3. Sofern die Klägerin als Arbeitgeberin Löhne gezahlt hat, waren diese nicht deswegen nach einer Fußnote zu § 2 Abs. 3 Nr. 1 EStG DDR steuerfrei, weil auf dem wirtschaftlichen Betätigungsgebiet der Klägerin zuvor eine Gemeinschaftseinrichtung tätig war und die Arbeitnehmer der Klägerin vergleichbare Arbeiten in der Gemeinschaftseinrichtung als Delegierte von LPG verrichtet hatten. Der Senat braucht nicht dazu Stellung zu nehmen, in welchem Umfang im einzelnen Einkünfte aus Land- und Forstwirtschaft i.S. von § 2 Abs. 3 Nr. 1 EStG DDR steuerbefreit waren.
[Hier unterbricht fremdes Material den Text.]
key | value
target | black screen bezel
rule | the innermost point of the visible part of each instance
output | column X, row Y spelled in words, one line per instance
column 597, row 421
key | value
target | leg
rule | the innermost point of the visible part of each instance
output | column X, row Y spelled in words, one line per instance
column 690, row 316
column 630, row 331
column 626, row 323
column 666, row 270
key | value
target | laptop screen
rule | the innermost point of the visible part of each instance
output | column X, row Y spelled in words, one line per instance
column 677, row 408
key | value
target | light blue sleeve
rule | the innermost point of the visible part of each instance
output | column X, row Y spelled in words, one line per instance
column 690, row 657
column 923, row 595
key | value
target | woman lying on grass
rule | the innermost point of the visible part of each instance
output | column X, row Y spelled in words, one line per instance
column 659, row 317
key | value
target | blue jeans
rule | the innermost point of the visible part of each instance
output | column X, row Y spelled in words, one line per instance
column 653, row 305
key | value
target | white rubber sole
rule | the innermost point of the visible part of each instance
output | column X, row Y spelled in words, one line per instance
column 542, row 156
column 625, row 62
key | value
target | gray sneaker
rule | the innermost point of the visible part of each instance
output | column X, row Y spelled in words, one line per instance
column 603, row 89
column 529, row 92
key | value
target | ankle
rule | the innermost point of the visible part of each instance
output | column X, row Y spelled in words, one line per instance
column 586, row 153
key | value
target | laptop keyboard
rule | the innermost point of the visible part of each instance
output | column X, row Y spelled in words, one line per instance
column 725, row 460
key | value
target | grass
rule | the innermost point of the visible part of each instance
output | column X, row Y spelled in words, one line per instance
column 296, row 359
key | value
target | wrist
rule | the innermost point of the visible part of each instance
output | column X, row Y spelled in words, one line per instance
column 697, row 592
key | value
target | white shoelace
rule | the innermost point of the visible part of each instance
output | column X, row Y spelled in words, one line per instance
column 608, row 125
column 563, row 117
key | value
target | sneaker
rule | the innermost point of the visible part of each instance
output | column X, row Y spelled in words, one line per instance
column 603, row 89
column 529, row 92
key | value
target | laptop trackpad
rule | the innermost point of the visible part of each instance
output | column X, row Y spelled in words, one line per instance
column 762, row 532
Denn jedenfalls bezog sich die Steuerbefreiung --was die hier ausschließlich interessierenden Tätigkeitsvergütungen betrifft-- lediglich darauf, daß die betreffenden Personen für eine LPG bzw. eine Gemeinschaftseinrichtung tätig waren und nicht etwa für eine GmbH bzw. deren Vorgesellschaft. Denn die Steuerbefreiung diente erkennbar dazu, die "gemeinsame sozialistische Produktion" (vgl. § 1 Abs. 1 Satz 1 des Gesetzes über die landwirtschaftlichen Produktionsgenossenschaften --LPG-Gesetz-- vom 2. Juli 1982, GBl DDR I 1982, 443) als Produktionsform zu fördern.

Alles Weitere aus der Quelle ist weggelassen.